So, to debug I created a simple test dataset, yet I am having the same issues. I've tried adding weighting, and lastly adding a column that directly matches the output. Still, I'm only ever getting prediction of one class.

I think I'm missing something obvious in my code, and am just too close to it.

Code to make the data:

import polars as pl
from datetime import datetime, timedelta

start_date = datetime(2020, 1, 1)
num_samples = 100000
dates = [start_date + timedelta(days=i) for i in range(num_samples)]
incrementing_numbers = list(range(num_samples))

df = pl.DataFrame({
    "timestamp": dates,
    "i": incrementing_numbers
})

# make a "fizz_buzz" like column
df = df.with_columns(
    pl.when((pl.col("i") % 10 == 0))
    .then(-1)
    .when(pl.col("i") % 3 == 0)
    .then(1)
    .otherwise(0)
    .alias("fizz_buzz")
)

# dup last col, now let the the that be part of the inputs...
df = df.with_columns(
    pl.when((pl.col("i") % 10 == 0))
    .then(-1)
    .when(pl.col("i") % 3 == 0)
    .then(1)
    .otherwise(0)
    .alias("fizz_buzz_helper")
)

Code for the weights:

# pick where we're gonna run this
device = torch.device("cuda")


class_counts = df.group_by("fizz_buzz").agg([
    pl.col("fizz_buzz").count().alias("count")
])
class_counts = class_counts.sort("fizz_buzz")
class_sample_counts = class_counts["count"].to_list()

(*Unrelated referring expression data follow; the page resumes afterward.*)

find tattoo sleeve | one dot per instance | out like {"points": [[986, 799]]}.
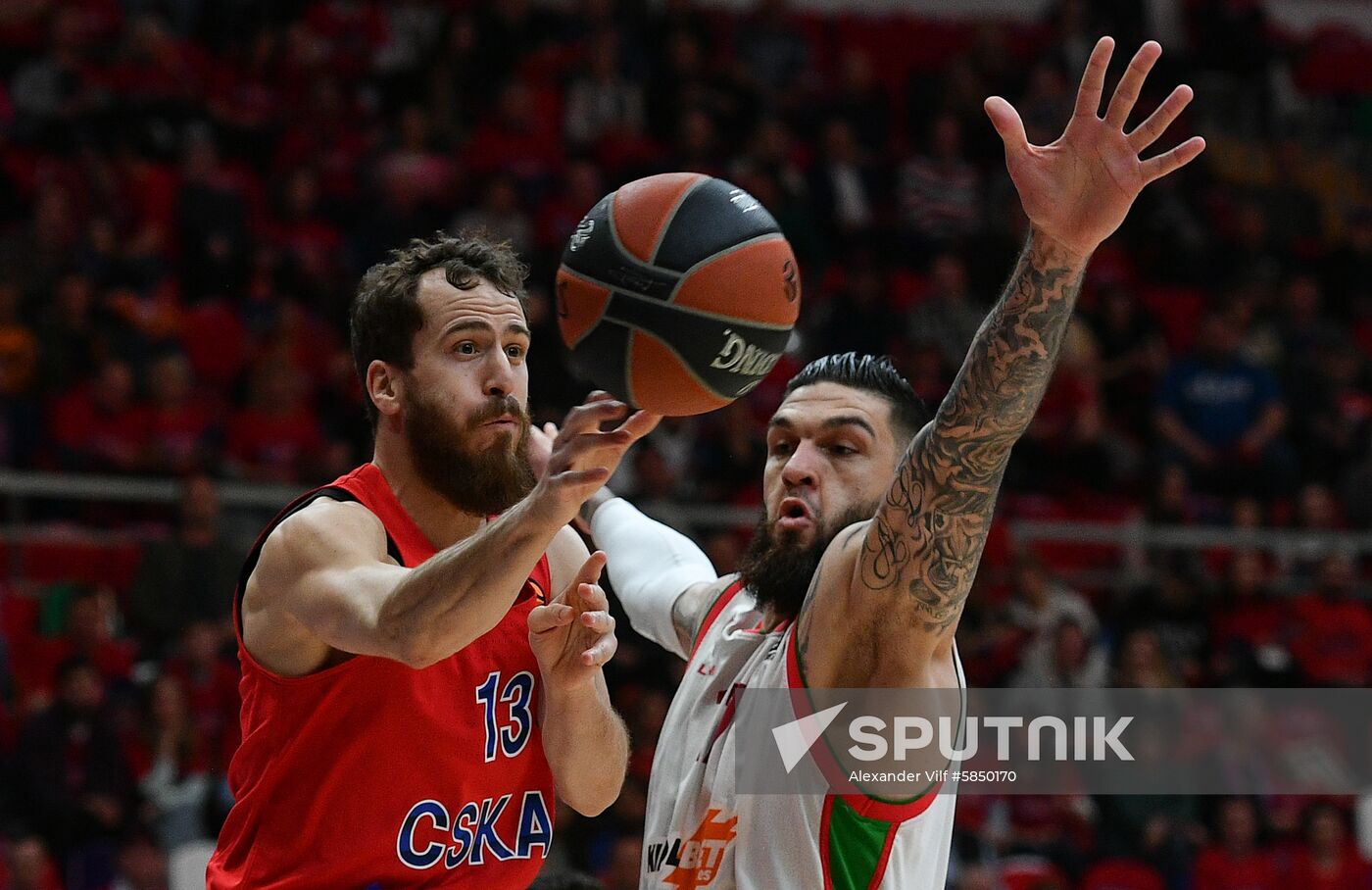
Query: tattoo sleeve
{"points": [[926, 539]]}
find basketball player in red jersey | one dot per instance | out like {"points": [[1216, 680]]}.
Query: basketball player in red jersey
{"points": [[412, 700]]}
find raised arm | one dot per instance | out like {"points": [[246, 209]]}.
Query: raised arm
{"points": [[888, 600], [661, 576], [662, 579]]}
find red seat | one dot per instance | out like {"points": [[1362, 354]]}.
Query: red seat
{"points": [[85, 561]]}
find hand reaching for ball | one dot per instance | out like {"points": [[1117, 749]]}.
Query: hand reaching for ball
{"points": [[573, 461]]}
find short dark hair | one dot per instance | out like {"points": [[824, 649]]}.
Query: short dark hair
{"points": [[386, 312], [870, 373]]}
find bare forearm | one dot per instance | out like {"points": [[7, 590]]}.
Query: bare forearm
{"points": [[586, 745], [466, 590], [929, 533]]}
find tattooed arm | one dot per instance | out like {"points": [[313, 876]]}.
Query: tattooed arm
{"points": [[888, 598]]}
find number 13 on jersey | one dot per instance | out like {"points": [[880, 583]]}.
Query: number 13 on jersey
{"points": [[510, 720]]}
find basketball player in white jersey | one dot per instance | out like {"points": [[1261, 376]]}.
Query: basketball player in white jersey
{"points": [[874, 525]]}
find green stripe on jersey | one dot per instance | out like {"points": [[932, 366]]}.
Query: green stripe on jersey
{"points": [[855, 845]]}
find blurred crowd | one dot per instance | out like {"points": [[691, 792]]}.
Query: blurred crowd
{"points": [[189, 191]]}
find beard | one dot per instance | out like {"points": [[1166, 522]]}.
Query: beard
{"points": [[778, 568], [479, 481]]}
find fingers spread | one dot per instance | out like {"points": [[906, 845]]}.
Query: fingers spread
{"points": [[599, 621], [1094, 78], [593, 595], [1127, 93], [601, 652], [1007, 124], [544, 618], [640, 424], [1172, 161], [1161, 119], [590, 416], [590, 570]]}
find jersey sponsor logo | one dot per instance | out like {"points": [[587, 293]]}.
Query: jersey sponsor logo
{"points": [[431, 835], [695, 862]]}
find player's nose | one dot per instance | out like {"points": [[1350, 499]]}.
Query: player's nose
{"points": [[500, 374], [803, 467]]}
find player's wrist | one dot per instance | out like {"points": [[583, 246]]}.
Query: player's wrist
{"points": [[1056, 251]]}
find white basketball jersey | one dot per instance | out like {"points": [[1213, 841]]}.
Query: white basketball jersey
{"points": [[702, 834]]}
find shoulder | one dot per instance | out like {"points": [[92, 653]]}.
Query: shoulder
{"points": [[321, 533], [844, 549]]}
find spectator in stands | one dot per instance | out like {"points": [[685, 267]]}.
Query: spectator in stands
{"points": [[18, 346], [68, 335], [516, 140], [847, 185], [212, 686], [416, 169], [1328, 860], [949, 317], [1073, 660], [601, 100], [143, 865], [1134, 354], [72, 773], [774, 51], [860, 316], [501, 216], [1223, 418], [1040, 604], [30, 866], [100, 426], [168, 757], [1235, 860], [181, 425], [1143, 664], [89, 635], [187, 577], [1172, 611], [1249, 625], [940, 191], [1333, 411], [1333, 628], [1069, 447], [276, 438]]}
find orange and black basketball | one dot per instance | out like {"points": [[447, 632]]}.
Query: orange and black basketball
{"points": [[676, 294]]}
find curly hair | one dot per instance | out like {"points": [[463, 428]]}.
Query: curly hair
{"points": [[386, 310]]}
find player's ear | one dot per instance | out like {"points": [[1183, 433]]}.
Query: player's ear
{"points": [[386, 387]]}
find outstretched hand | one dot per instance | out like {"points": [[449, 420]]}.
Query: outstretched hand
{"points": [[1079, 188], [573, 635]]}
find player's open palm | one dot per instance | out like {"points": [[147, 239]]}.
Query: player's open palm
{"points": [[575, 461], [573, 635], [1079, 188]]}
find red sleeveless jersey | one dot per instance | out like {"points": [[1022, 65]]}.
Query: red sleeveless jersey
{"points": [[370, 773]]}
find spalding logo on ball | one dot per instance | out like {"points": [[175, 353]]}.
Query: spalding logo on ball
{"points": [[676, 294]]}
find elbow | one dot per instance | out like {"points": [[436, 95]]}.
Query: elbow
{"points": [[596, 800], [412, 646]]}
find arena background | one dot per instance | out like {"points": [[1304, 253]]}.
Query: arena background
{"points": [[189, 189]]}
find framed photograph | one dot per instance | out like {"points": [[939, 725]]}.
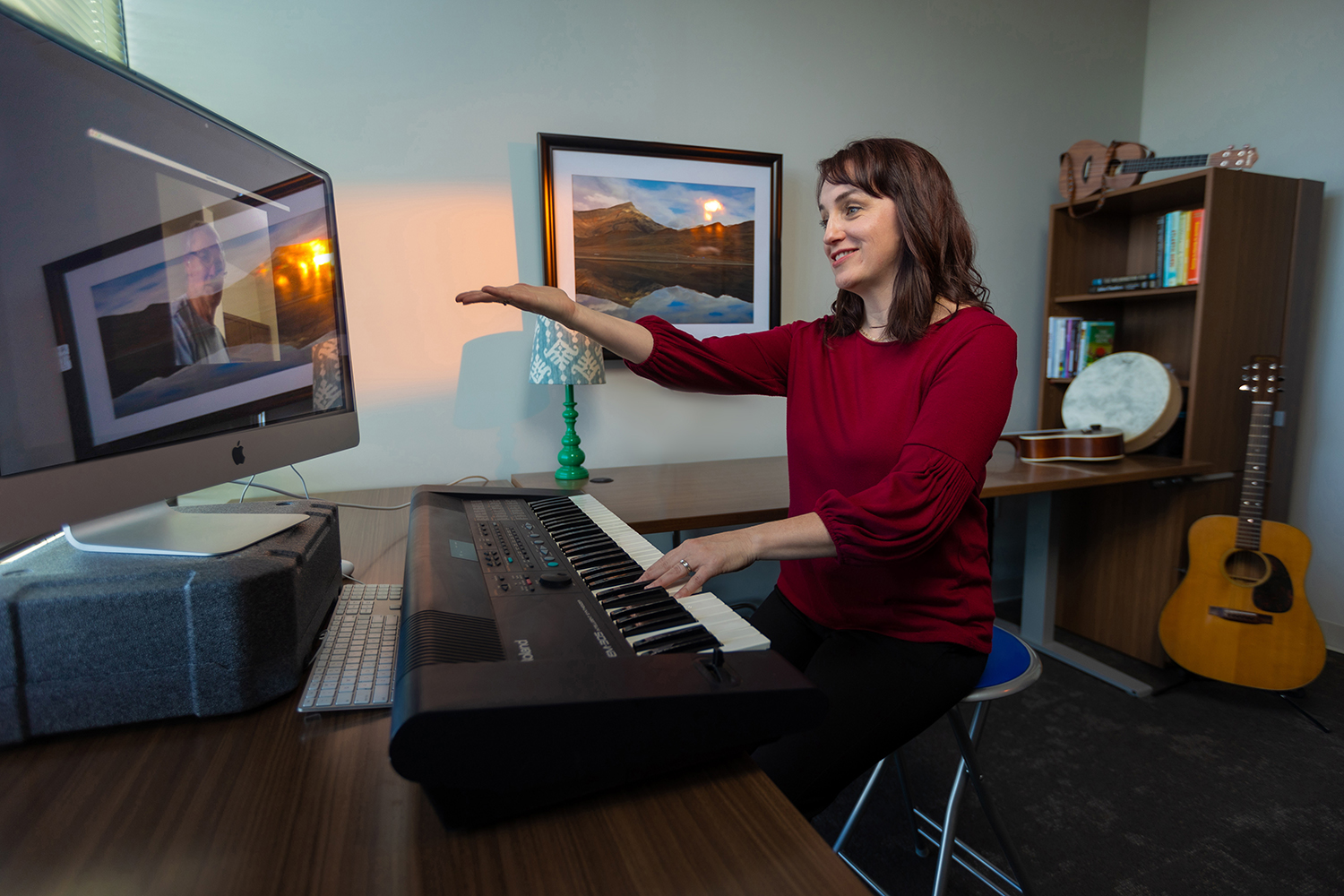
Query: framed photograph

weights = 1. / torch.tensor(class_sample_counts, dtype=torch.float)
weights = weights / weights.sum()  # Normalize weights

print(weights)
criterion = nn.CrossEntropyLoss(weight=weights.to(device), label_smoothing=0.1)

the main model et al

import time
import torch
import torch.nn as nn
import torch.nn.functional as F
import torch.optim as optim
import numpy as np
from torch.utils.data import Dataset, DataLoader
import polars as pl
from sklearn.metrics import precision_score, recall_score, f1_score
from sklearn.preprocessing import StandardScaler
from collections import Counter

class SimpleDataset(Dataset):
    def __init__(self, dataframe):
        # Drop 'fizz_buzz' column for features and select 'fizz_buzz' column for labels
        self.features = dataframe.drop('fizz_buzz').to_numpy()
        self.labels = dataframe.select('fizz_buzz').to_numpy().squeeze()

    def __len__(self):
        return len(self.labels)

    def __getitem__(self, idx):
        features = torch.tensor(self.features[idx], dtype=torch.float)
        labels = torch.tensor(self.labels[idx], dtype=torch.long) + 1

        return features, labels

class Net(nn.Module):
    def __init__(self, input_size, layer_sizes, output_classes, dropout_rate=0.25):
        super(Net, self).__init__()
        self.layers = nn.ModuleList()

        # Create layers based on the provided configuration
        for i, layer_size in enumerate(layer_sizes):
            if i == 0:
                self.layers.append(nn.Linear(input_size, layer_size))
            else:
                self.layers.append(nn.Linear(layer_sizes[i-1], layer_size))
            if i < len(layer_sizes) - 1:  # No dropout after the last layer
                self.layers.append(nn.Dropout(dropout_rate))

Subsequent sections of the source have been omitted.